En los casos en los que la prescripción se convierte en recomendación, consejo o en el inicio de una conversación con objetivos terapéuticos, además de ofrecer información al paciente para que comprenda mejor la naturaleza del proceso que padece, así como sobre las posibles alternativas terapéuticas, también hay que ser capaz de motivarle para el cambio. Si la medida terapéutica pasa por un cambio de conducta (o hábito) con consecuencias apreciables sobre el estilo de vida de la persona no podremos confiar solamente en el poder de la prescripción, ni en la apelación a las consecuencias negativas. En el momento mismo que recomendamos «deje de fumar» o «practique deporte» o «aténgase a las consecuencias», solemos darnos cuenta de las posibilidades reales de su cumplimiento. Casi siempre hace falta algo más.

La mayoría de los médicos con experiencia saben interpretar las actitudes de sus pacientes: la preocupación latente por un diagnóstico, la ambivalencia o predisposición ante un posible cambio, el miedo o la reticencia, así como sus fortalezas, su confianza, los apoyos con que cuenta, etc. para utilizarlas en favor de una mayor aceptación de la recomendación o para minimizar aquellos aspectos que puedan convertirse en auténticas resistencias al cambio y/o al tratamiento. Los buenos médicos disponen de una auténtica batería de recursos en materia de comunicación que les convierten en expertos a la hora de establecer una adecuada relación terapéutica en la práctica clínica cotidiana.

El reto consiste en codificar y sistematizar esas buenas prácticas que con frecuencia quedan dentro de epígrafes como: intuición, ojo clínico, don de gentes, años de experiencia, etc. Habría que convertirlas en elementos básicos de la formación científica y técnica. En mi opinión no se trata de dejar todas las cuestiones relacionadas con la conducta en manos de los psicólogos (aunque sea clamorosa nuestra ausencia en el sistema sanitario), creo que se trata de una habilidad médica básica. Tan básica como la preparación pedagógica lo es para un licenciado que se vaya a dedicar a la enseñanza. Debería considerarse una disciplina teórico-práctica e impartirse durante la carrera y los años de residencia. El objetivo básico consistiría en capacitar para establecer una adecuada relación terapéutica, particularmente en aquellos casos en los que el objetivo terapéutico principal consista en la adopción de una determinada conducta, actitud o hábito. También sería útil en cuestiones tales como la de dar una mala noticia diagnóstica a un paciente o a su familia, afrontar la agresividad de algunos pacientes o la sobreexigencia de otros. Incluiría técnicas para la entrevista, el análisis de la conducta, el análisis del proceso de cambio y la toma de decisiones que afectan a la salud, la motivación para el cambio, las habilidades sociales y la comunicación.

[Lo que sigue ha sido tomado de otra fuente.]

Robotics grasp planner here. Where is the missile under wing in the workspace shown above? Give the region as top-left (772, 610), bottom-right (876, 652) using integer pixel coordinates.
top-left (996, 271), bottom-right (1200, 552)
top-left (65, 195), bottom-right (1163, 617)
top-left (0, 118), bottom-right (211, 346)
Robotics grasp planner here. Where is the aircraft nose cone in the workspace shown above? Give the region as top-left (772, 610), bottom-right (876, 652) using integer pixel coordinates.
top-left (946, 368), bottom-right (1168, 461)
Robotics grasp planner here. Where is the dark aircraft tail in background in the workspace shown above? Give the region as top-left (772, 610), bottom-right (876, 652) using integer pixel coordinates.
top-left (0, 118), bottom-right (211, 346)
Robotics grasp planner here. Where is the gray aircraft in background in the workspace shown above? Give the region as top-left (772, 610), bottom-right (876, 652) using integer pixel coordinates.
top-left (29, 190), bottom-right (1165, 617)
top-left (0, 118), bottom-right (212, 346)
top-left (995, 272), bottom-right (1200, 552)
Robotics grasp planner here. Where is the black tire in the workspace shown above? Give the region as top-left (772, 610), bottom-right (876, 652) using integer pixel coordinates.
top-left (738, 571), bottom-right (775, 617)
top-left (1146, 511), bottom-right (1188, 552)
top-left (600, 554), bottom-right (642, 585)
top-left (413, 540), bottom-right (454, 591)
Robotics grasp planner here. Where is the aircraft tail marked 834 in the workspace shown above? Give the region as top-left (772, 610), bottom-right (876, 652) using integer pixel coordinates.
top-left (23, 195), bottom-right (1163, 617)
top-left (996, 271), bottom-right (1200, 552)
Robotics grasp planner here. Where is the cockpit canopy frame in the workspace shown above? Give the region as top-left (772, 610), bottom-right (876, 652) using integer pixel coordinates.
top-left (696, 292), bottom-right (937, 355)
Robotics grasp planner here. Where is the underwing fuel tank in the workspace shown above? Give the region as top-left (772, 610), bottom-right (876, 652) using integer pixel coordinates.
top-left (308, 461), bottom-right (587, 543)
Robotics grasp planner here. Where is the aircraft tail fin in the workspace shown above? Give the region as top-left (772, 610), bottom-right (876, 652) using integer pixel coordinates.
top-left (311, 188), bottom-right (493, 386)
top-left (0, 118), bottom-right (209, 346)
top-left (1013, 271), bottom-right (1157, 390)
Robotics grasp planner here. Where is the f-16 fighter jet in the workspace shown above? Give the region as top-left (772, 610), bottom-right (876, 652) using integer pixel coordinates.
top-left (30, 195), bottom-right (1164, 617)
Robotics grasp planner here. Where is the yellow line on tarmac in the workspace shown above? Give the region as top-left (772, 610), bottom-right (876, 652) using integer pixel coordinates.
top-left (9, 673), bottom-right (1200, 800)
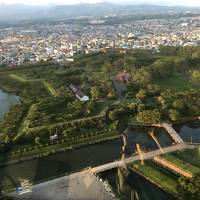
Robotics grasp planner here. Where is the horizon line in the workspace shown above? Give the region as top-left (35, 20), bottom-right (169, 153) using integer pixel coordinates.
top-left (0, 1), bottom-right (200, 8)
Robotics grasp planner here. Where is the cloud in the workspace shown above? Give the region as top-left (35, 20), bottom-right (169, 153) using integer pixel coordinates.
top-left (0, 0), bottom-right (200, 6)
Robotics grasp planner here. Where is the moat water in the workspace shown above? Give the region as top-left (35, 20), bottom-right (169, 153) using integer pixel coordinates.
top-left (0, 128), bottom-right (175, 200)
top-left (0, 89), bottom-right (20, 120)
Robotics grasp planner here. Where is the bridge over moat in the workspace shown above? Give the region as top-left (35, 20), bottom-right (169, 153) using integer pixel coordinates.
top-left (90, 143), bottom-right (194, 174)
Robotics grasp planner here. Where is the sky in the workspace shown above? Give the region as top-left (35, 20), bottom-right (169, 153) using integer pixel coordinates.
top-left (0, 0), bottom-right (200, 6)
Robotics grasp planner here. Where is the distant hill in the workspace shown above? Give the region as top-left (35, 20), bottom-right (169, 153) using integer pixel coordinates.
top-left (0, 2), bottom-right (200, 21)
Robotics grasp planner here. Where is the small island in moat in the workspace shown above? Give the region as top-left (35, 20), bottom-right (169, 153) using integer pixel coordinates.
top-left (0, 47), bottom-right (200, 196)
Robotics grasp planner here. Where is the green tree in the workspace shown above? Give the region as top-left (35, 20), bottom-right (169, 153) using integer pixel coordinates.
top-left (90, 86), bottom-right (100, 99)
top-left (137, 110), bottom-right (161, 124)
top-left (169, 109), bottom-right (180, 121)
top-left (177, 174), bottom-right (200, 200)
top-left (191, 70), bottom-right (200, 86)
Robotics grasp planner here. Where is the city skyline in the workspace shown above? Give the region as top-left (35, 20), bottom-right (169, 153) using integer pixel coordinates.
top-left (0, 0), bottom-right (200, 6)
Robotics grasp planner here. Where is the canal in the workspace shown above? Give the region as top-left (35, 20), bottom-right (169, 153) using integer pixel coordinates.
top-left (0, 128), bottom-right (172, 200)
top-left (100, 168), bottom-right (175, 200)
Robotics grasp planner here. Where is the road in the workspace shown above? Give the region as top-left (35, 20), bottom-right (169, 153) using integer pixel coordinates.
top-left (91, 143), bottom-right (194, 173)
top-left (9, 170), bottom-right (115, 200)
top-left (162, 123), bottom-right (184, 143)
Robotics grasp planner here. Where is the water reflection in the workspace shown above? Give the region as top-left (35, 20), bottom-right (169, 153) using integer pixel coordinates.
top-left (0, 128), bottom-right (172, 194)
top-left (100, 167), bottom-right (175, 200)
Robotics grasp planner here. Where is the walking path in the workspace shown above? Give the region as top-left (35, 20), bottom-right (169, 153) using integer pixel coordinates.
top-left (153, 156), bottom-right (192, 178)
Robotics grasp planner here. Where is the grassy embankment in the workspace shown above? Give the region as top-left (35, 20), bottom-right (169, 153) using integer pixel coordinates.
top-left (131, 161), bottom-right (178, 195)
top-left (131, 148), bottom-right (200, 196)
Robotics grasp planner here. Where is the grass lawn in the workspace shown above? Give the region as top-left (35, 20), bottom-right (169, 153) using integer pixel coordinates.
top-left (9, 74), bottom-right (27, 83)
top-left (154, 74), bottom-right (194, 92)
top-left (131, 161), bottom-right (177, 194)
top-left (43, 81), bottom-right (58, 96)
top-left (163, 154), bottom-right (200, 175)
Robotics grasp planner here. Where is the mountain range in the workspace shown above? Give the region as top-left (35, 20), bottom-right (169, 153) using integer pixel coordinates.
top-left (0, 2), bottom-right (200, 21)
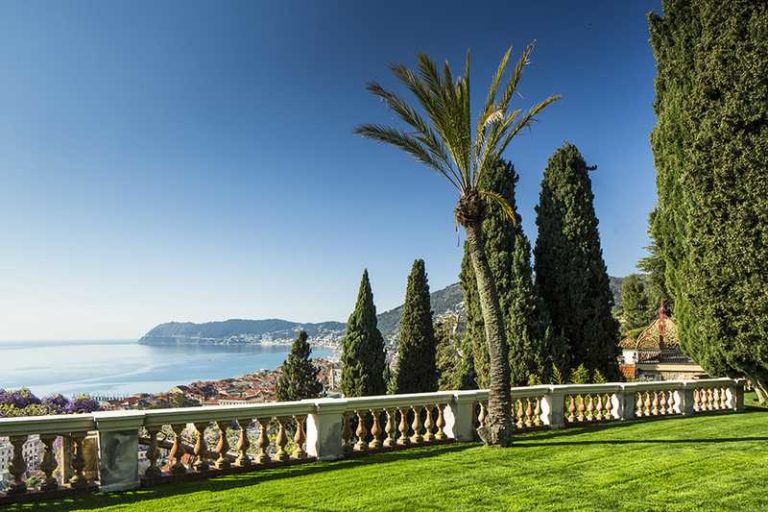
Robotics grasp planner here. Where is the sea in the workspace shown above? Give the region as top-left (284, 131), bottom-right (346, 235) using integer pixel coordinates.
top-left (0, 340), bottom-right (334, 397)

En definitiva se trataría de contribuir a la mejora del proceso de comunicación entre médico y paciente ofreciendo al profesional herramientas útiles adaptadas a su práctica cotidiana que mejoren su eficacia. Quizás sea esta antigua «tecnología» la que deba desarrollarse para que la actividad sanitaria proporcione la satisfacción y la eficacia que todos deseamos.